Laurelhurst nursing home now a union shop

Laurelhurst Village nursing home in Southeast Portland — which fired a pro-union worker in April — is now a union shop.

As a condition of joining an industry partnership with Service Employees International Union (SEIU) Local 503, parent company Farmington Centers agreed in September to recognize the union if a majority of workers signed union authorization cards. Local 503 spokesperson Ed Hershey attributed the company’s decision to community pressure, and the union’s carrot-and-stick strategy with nursing homes.

SEIU’s partnership with Oregon Health Care Association, begun in 2002, commits the union to use its political clout to maintain and improve public funding, and not to publicly criticize nursing home companies. In return, companies stay neutral when employees look at joining the union, recognize the union on the basis of "card check," and bargain a contract on an expedited timetable.

On Nov. 23, by agreement with both sides, Oregon State Rep. Jules Kopel Bailey matched cards against a list provided by Laurelhurst Village, and determined that a majority of the 144 workers had signed. That brings to 26 the number of Oregon nursing homes that are unionized, for a total of over 1,100 workers. Local 503 represents certified nursing assistants, janitors, kitchen workers, and support staff at the facilities, which rely on Medicaid reimbursements to pay for the care.

Lobbying together at the Oregon Legislature, SEIU and the nursing home industry association have been able to win funding improvements, and an almost 40 percent improvement in staff-to-patient ratios.

Hershey said the union expects to begin bargaining a contract for Laurelhurst Village workers in January.

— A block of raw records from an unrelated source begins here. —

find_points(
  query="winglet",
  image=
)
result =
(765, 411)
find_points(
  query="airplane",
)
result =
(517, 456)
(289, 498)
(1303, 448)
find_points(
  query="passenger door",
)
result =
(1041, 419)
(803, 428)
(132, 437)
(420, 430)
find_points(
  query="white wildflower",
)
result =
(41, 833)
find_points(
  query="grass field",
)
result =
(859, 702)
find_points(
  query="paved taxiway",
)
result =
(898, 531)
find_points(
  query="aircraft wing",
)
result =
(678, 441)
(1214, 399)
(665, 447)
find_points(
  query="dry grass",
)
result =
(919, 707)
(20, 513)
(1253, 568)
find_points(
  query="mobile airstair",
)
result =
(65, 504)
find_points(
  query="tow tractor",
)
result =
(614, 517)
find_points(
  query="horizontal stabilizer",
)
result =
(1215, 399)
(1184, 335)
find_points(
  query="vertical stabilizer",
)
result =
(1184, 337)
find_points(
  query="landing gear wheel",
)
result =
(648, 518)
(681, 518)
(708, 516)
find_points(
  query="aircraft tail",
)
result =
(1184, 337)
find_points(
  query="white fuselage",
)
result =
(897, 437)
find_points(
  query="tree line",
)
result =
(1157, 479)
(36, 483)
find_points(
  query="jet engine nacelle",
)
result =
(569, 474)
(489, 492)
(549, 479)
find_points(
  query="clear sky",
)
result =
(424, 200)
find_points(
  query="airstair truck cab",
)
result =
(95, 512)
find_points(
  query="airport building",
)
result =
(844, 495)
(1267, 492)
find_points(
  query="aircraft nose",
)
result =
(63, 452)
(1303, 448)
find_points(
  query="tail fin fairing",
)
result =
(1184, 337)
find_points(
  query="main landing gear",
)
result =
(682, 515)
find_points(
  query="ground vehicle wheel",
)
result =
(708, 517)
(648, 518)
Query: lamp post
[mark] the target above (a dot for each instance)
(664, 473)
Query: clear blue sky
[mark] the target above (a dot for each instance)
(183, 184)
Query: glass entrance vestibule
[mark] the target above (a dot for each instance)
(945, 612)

Thus far, union wages and benefits are only marginally above the nursing home industry average, but unionizing brings workers workplace rights like a grievance process, seniority rights, and just cause discipline.

In July, Laurelhurst Village paid back wages plus an undisclosed amount to settle an unfair labor practice charge over the firing of pro-union worker Elizabeth Lehr, in return for her agreeing to waive her right to reinstatement. She continued to volunteer in support of the union campaign.